Paradigmenwechsel

Viele Lebewesen ahnen, wenn ihnen Schlimmes droht. Das beschreibt Gerhard Mersmann in seinem Artikel Das Quieken der Schweine“ sehr treffend. Das aktuelle Verhalten vieler Menschen könnte man ernsthaft so interpretieren, doch ich denke, es ist etwas anders.

Nur war es nie wirklich anders, jedenfalls nicht, seit der Mensch angefangen hat, Besitz anzuhäufen; nur dass früher die Konditionierung besser funktionierte. Die verhinderte recht gut, dass Konflikte permanent offen ausbrauchen. Und man schuf sich Feindbilder, an denen die Menschen ihre Wut und ihren Frust ausleben konnten – statt einfach einmal in den Spiegel zu schauen und zu merken, dass sie keinen Deut besser sind als die, die sie meinen gerechtfertigt zu verurteilen.

Die Schwierigkeit scheint zu sein, dass wir zwar das Problem und den anzustrebenden Zustand sehen, nicht aber den Weg vom Start zum Ziel. Für mich ist das die Erklärung dafür, dass wie eher apokalyptische Schreckensszenarien ausmalen, statt dass wir einfach einmal ganz konkret das tun würden, was zu tun ist.

Genau darin liegt die Herausforderung, denn „zu tun, was zu tun ist“ bedeutet erst einmal überhaupt zu akzeptieren, dass wir vielfach nicht wissen, wie die Wirklichkeit tatsächlich ist. Wir vertrauen auf das, was wir sehen, ignorieren jedoch vielfach, was sozusagen darunter liegt.

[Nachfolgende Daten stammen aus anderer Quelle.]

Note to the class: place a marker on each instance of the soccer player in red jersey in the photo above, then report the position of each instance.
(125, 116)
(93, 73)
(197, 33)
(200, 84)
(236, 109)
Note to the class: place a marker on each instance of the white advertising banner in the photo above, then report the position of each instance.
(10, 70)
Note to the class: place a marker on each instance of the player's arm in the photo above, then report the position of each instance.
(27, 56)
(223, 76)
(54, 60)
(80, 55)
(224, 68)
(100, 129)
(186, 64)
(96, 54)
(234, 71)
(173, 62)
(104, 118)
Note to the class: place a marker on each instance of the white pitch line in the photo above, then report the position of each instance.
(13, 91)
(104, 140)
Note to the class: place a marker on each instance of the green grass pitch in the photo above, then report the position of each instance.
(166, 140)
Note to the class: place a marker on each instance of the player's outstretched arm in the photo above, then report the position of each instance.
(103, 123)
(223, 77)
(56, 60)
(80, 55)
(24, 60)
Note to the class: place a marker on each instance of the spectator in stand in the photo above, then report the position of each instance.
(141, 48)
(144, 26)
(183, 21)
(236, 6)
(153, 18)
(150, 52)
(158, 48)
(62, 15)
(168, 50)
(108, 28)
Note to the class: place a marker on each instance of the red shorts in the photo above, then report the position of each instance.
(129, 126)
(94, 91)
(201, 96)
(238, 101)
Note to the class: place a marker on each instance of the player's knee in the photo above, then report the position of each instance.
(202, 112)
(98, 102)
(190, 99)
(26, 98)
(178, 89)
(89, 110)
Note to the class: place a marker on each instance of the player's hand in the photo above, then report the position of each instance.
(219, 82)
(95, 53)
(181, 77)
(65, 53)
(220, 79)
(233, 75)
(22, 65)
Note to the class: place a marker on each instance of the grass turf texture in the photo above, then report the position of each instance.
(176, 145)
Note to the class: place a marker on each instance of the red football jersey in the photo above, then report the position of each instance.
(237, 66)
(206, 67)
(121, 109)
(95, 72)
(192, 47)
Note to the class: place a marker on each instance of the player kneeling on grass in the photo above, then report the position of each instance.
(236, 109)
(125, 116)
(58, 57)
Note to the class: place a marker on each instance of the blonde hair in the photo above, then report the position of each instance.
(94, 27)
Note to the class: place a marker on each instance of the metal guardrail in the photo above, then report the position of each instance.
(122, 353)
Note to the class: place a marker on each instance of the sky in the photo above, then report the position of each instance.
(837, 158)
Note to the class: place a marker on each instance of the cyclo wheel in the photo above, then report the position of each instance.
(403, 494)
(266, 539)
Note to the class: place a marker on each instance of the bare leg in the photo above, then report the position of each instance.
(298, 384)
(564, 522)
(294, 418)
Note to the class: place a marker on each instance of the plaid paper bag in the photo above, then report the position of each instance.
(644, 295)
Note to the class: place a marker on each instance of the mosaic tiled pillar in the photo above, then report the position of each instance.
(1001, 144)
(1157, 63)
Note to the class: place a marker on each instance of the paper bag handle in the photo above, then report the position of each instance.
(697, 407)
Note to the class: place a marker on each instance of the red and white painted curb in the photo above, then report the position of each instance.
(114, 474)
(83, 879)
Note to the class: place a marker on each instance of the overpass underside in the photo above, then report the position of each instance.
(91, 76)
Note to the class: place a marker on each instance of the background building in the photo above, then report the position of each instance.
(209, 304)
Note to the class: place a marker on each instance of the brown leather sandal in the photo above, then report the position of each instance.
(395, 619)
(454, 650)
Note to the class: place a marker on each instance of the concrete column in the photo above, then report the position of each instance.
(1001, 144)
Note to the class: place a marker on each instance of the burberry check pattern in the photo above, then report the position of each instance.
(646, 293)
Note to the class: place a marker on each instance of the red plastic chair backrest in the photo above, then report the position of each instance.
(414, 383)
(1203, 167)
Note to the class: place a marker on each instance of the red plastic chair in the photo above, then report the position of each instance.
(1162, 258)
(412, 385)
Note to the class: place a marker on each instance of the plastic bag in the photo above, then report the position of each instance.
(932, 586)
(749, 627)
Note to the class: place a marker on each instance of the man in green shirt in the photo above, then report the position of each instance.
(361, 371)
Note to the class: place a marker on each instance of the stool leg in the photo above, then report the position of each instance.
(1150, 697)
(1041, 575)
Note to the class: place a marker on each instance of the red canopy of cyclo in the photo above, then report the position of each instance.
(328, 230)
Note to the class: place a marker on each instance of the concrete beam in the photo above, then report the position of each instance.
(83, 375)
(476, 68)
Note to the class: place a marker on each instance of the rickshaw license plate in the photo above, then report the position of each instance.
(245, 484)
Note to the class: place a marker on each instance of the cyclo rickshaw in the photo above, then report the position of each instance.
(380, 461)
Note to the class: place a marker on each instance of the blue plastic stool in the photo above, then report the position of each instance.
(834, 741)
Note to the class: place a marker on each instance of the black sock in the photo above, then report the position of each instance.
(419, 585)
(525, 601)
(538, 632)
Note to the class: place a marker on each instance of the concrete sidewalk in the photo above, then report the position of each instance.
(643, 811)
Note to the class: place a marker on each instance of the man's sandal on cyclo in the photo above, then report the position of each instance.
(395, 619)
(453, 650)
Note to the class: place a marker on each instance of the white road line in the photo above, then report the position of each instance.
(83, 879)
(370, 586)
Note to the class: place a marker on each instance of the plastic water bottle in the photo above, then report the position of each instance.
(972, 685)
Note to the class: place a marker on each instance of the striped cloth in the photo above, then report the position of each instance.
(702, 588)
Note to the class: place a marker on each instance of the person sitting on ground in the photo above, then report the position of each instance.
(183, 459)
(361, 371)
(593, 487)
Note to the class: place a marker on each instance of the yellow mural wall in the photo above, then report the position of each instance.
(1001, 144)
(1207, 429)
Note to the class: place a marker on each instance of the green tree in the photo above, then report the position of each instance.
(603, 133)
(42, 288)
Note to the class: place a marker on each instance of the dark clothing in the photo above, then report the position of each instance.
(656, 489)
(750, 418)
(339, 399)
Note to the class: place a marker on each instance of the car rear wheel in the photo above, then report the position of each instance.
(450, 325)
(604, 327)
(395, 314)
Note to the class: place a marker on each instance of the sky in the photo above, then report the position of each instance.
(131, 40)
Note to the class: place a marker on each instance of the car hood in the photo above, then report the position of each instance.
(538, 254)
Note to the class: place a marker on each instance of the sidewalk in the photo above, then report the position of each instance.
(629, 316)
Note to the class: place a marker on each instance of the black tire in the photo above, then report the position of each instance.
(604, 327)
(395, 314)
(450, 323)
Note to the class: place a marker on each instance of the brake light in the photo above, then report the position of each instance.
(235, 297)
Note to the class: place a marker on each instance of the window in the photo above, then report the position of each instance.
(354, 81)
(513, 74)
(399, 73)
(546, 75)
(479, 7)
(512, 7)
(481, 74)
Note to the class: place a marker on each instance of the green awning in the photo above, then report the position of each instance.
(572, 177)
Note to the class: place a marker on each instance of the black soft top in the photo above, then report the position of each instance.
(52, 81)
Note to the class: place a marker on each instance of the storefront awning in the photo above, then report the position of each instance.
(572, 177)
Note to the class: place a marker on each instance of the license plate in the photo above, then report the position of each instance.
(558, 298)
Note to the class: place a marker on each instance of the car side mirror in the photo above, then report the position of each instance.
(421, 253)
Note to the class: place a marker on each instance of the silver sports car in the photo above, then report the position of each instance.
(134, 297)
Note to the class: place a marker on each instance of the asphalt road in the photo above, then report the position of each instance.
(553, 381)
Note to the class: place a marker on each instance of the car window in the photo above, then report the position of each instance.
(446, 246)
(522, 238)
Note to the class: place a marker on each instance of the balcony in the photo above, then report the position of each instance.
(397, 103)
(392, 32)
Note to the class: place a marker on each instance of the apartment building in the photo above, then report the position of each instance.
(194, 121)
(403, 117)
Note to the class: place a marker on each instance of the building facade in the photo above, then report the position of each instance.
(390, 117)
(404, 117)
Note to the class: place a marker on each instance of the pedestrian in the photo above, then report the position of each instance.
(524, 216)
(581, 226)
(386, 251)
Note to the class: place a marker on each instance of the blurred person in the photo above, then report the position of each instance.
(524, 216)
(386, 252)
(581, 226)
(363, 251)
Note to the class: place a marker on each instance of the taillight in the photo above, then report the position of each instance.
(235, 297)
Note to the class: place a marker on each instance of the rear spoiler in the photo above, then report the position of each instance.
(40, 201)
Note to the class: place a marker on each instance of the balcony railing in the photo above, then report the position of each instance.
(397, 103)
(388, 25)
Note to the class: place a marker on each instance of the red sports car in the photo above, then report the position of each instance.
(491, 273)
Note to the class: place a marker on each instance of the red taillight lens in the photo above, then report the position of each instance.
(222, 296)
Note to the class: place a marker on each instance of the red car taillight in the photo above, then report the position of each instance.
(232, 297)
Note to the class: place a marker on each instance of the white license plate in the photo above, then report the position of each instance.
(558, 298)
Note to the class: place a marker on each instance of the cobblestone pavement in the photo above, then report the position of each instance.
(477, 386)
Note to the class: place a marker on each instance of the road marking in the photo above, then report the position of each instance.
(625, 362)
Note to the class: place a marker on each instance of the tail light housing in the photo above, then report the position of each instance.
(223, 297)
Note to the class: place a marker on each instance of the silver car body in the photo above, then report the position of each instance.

Obwohl, „eigentlich“ könnten wir es ja wissen. Wir bräuchten nur zu registrieren, was die Quantenphysiker bereits erkannt haben – und begreifen, dass das auch auf uns wie auf alles andere zutrifft. Schließlich spielen wir keine wie auch immer geartete Sonderrolle im Universum, die bilden wir uns nur ein. Haben wir das also einmal akzeptiert, brauchen wir es nur noch philosophisch umzusetzen – also zu denken.

Leider ist das, was die Quantenphysik erkannt hat, nur sehr, sehr schwer vorstellbar. Genau genommen können wir es uns überhaupt nicht vorstellen, aber, wie gesagt, wir können es denken. Und das sollten wir auch endlich tun. Also bevor wir fragen, was zu tun ist das Hirn aktivieren. Und wenn wir das noch nicht drauf haben, dann müssen wir das eben erst einmal klar bekommen.

Solange wir nicht wussten, wie Vögel in den Süden kamen, blendeten wir diese Frage einfach aus. Heute wissen wir das, sie nutzen quantenmechanische Phänomene. Wir dürfen nur nicht dem Irrtum verfallen zu glauben, Quantenmechanik beziehe sich nur auf technische Fragen. Weit gefehlt! Mit anderen Worten: Auch wir „können“ Quantenmechanik – und nutzen sie auch! Nur ist uns das in der Regel überhaupt nicht bewusst.

Sobald wir jedoch über etwas nachdenken, stehen wir solchen Prozessen im Weg. Das bedeutet, dass wir etwas zur Königsdisziplin gemacht haben, also das Nachdenken, was jedoch eine ganz andere Funktion hat. Richtiger wäre es wohl, dem Nachdenken eine Lakaienfunktion zuzugestehen. Jedenfalls keine Entscheidungsfunktion!

Genau damit blockieren wir uns. Wir denken über Lösungen nach, statt uns ins Bett zu legen und während des Schlafes unsere Intuition zu bemühen. Die ist nämlich für Neues zuständig und niemand sonst.